The Austrian Jewish Museum is located on Unterbergstraße 6 in Eisenstadt, Austria. The museum was founded in 1972 by Kurt Schubert, and was the first Jewish museum to open in Austria after 1945.

==History==
Schubert was a Catholic professor who chaired the Judaic studies department at the University of Vienna during the post-World War II era. Due to the climate in Austria following the war, many projects regarding Judaism were private enterprises, as was the museum. It was situated in Eisenstadt, rather than Vienna, due to budgetary constraints. It catered to an academic clientele, rather than the general public, and initially were focused around annual symposiums held by the museum. Its creation paved the way for later museums in Austria dealing with Jewish topics, such as the Jewish Museum Vienna.

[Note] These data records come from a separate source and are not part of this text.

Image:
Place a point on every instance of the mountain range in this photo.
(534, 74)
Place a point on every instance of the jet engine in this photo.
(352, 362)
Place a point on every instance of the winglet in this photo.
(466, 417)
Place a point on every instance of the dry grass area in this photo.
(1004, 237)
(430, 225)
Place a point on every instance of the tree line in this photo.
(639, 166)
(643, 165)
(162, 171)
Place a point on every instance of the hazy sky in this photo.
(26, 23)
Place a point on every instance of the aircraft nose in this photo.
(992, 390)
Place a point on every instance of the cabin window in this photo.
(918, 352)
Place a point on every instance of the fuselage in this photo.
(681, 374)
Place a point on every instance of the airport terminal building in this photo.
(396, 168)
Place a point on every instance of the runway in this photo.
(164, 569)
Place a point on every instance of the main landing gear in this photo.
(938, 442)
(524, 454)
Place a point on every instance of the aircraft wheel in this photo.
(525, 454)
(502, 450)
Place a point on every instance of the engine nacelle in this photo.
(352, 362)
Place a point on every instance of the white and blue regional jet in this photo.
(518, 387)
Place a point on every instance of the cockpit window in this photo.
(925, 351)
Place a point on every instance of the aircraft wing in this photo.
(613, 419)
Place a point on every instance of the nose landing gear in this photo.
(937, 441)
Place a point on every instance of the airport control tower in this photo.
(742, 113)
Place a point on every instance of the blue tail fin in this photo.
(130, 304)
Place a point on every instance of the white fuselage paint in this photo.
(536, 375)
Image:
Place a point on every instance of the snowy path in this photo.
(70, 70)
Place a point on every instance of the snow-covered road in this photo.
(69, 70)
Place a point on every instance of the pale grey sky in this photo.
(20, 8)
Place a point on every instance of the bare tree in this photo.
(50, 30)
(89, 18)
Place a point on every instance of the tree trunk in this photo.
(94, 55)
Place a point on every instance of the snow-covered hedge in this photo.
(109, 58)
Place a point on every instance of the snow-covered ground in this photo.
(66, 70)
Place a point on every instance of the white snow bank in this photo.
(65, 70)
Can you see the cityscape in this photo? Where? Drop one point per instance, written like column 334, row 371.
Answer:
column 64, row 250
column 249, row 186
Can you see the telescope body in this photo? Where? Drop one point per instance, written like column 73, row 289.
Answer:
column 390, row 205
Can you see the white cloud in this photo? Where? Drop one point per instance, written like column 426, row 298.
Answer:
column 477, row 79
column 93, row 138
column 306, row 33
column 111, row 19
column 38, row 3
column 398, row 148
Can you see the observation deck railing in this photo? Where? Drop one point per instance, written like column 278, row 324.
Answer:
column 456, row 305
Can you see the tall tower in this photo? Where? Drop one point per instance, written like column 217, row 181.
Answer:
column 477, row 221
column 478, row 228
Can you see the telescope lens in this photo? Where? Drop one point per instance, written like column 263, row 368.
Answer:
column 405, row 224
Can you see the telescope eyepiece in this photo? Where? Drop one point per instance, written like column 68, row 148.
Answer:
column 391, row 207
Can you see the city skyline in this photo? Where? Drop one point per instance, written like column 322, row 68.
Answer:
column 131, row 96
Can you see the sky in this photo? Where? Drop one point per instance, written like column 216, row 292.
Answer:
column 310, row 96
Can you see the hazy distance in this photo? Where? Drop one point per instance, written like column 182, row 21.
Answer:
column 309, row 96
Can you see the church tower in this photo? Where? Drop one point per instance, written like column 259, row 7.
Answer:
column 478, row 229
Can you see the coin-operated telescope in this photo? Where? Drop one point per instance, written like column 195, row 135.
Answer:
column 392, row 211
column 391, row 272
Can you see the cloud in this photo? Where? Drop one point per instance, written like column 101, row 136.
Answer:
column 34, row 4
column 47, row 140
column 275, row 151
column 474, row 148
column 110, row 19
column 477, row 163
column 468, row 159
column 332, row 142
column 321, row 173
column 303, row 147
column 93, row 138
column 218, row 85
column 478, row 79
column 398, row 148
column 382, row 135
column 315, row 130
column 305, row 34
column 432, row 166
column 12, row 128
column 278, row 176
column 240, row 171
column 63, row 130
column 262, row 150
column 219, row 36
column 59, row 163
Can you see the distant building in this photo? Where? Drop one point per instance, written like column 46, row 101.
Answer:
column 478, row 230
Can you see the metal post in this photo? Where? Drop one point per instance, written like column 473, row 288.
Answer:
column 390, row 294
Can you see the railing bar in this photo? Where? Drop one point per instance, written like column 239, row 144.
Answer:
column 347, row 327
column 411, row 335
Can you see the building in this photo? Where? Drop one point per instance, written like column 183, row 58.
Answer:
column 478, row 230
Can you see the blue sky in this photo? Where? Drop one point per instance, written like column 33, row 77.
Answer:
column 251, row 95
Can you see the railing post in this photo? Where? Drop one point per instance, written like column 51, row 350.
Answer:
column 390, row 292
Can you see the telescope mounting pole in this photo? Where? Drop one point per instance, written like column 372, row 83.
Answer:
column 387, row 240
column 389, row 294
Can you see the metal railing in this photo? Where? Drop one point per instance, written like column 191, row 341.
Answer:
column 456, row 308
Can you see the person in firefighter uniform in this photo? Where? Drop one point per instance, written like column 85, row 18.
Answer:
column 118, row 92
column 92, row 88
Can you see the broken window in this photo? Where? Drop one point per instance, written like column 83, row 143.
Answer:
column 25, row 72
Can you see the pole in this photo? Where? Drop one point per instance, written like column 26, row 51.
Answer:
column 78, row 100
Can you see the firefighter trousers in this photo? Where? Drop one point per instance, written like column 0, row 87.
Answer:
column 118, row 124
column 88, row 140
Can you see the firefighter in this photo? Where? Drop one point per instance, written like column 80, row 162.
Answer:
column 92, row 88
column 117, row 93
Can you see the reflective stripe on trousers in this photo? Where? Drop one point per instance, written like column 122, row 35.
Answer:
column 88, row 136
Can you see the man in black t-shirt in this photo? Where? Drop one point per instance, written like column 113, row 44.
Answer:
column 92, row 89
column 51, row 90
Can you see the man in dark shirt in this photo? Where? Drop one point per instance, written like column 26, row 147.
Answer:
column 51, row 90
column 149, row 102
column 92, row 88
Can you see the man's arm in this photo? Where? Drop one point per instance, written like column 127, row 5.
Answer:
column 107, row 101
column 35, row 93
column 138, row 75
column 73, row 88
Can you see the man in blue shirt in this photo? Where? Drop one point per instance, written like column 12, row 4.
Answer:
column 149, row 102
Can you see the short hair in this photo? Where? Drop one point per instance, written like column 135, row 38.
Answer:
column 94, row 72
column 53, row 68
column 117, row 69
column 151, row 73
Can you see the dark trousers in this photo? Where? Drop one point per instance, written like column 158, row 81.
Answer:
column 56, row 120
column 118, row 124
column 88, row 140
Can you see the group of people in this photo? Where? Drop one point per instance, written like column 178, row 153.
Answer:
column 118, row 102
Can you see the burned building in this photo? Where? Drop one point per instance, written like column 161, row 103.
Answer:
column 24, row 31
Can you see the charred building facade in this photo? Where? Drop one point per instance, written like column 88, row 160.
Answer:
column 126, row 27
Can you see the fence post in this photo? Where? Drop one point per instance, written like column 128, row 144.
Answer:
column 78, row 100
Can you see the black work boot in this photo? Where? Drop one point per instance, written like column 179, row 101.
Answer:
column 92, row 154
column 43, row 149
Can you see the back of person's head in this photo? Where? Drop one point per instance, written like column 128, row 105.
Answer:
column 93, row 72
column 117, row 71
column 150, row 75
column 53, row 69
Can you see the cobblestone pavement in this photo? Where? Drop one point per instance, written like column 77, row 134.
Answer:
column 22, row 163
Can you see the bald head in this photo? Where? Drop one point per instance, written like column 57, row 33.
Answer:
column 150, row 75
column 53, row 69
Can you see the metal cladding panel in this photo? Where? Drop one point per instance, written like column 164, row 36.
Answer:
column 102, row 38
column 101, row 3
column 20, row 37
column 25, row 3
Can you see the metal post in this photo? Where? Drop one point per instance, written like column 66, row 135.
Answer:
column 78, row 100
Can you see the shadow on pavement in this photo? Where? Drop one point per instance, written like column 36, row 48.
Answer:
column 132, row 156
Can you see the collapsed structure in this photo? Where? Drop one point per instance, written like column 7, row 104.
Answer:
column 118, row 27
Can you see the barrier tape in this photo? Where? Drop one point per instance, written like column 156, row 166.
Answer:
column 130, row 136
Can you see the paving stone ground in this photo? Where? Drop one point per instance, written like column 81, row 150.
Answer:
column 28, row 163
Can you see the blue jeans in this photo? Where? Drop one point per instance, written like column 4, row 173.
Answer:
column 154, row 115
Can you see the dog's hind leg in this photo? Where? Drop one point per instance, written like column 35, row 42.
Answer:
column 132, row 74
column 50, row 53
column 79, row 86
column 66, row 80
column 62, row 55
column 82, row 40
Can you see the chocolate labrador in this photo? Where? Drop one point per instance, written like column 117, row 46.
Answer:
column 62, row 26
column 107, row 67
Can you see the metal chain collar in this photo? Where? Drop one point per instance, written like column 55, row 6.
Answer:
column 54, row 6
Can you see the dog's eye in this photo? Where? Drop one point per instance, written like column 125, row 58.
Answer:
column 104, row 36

The museum is housed today in the Wertheimerhaus, also called the Wertheimer'schen Freihaus, which was commissioned and financed by Esterhazy family and built by Samson Wertheimer in 1719, who earned the commission through service to the aristocratic family. Wertheimer was an important businessman and served both the court in Vienna and the high rabbi in Hungary. This house was built in Eisenstadt during his own service as a high rabbi and housed a private synagogue with a separate room for women only. The synagogue is part of the museum exhibition.